A doctor’s plea: President Obama, Please Save Syria
Samer Attar, a Chicago surgeon who does volunteer work in Syria, says each trip there is to “descend into the lower depths of hell.” In Aleppo, he writes in The Washington Post, “the road smells of burned metal and rotten flesh.” And in the hospital where he works, “scalpels are dull, anesthesia is a luxury, sterility is an approximation,” while “children covered in blood and dust and pockmarked with shrapnel screamed.” So he’s pleading with President Obama to “boldly confront Russia to halt the bombardment of . . . the only humanitarian supply line to hundreds of thousands of people.” And the Syrian government must be shown “that the world will act upon a red line against its disproportionate crimes and atrocities.”
Dem pollster: Hillary and Her Party Should Worry
Former Bill Clinton pollster Doug Schoen says Donald Trump’s acceptance speechshould have Hillary Clinton worried. It wasn’t a great piece of oratory, he writes atFoxNews.com, and it didn’t “broaden the base of the party significantly.” What it did do, though — “and did very well — was to raise the stakes of the election and define it in his own terms.” Specifically, he identified law and order, crime and terrorism as the central challenges America faces and outlined the need for change: “Trump’s remarks were directed at the 70-odd percent of Americans who feel the country is on the wrong track,” particularly “in the swing states of the industrial Midwest.”
Libertarian view: It’s Peter Thiel’s Party Now
Forget Donald Trump’s speech or daughter Ivanka’s — “the most intriguing, original and ultimately most optimistic speech” at Thursday night’s convention was given by Silicon Valley’s Peter Thiel, says Roger Simon at PJ Media. He identified himself as proudly gay and Republican, and “the audience gave him a standing ovation.” That alone, writes Simon, “would seem to be a game-changer in Republican politics.” Certainly, “the conventional liberal narrative about the GOP took a serious body blow.” In fact, he says, “liberals and progressives” — with their “worldview out of 1932” — “are the true fuddy-duddies of our time, more conservative than conservatives.”
Twitter wars: Banned Milo is No Free-Speech Martyr
Breitbart blogger-provocateur Milo Yiannopoulos has been permanently banned from Twitter after a vicious online exchange with “Ghostbusters” actress Leslie Jones — and that has people either jeering or cheering. The former see it as politically correct censorship, while the latter are hailing it as a sign of Twitter’s new accountability. But Jesse Singal in New York magazine says both sides are wrong: “Yiannopoulos is no free-speech martyr, and cheerleaders of the ban are likely fooling themselves if they interpret this” as a new Twitter policy “rather than a specific instance of damage control that’s unlikely to lead to wider reforms.”

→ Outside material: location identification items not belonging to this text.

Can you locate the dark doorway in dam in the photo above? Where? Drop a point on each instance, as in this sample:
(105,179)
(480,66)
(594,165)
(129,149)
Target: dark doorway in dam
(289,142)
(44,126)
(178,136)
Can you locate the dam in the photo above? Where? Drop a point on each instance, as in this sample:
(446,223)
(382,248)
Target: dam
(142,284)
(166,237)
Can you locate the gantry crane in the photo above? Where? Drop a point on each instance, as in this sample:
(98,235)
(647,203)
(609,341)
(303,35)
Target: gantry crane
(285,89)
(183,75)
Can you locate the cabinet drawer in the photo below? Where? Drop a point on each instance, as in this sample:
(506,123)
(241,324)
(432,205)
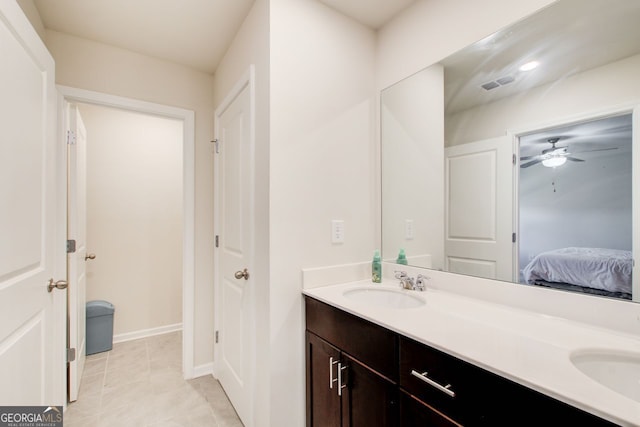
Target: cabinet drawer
(478,397)
(373,345)
(449,385)
(414,413)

Diction wars: Dems, GOP Speak Different Languages
Republicans and Democrats have become more sharply polarized over policy in recent decades. But Derek Thompson in The Atlantic says they’re also “divided by a common language” — using different, politically loaded terms for the same issues. It began with Newt Gingrich’s 1994 Contract With America, which spoke, for example,” of “tax relief” instead of “tax cuts.” That “kicked off a neologism arms race, a prolonged attempt by members of both parties to coin catchy new terms for their pet policies, particularly for taxes, immigration and health care.” And that, he warns, is the reduction of crises into “a diction contest” — “a sign that both parties are predominantly interested not in converting the other side, but rather in speaking to the converted flock.”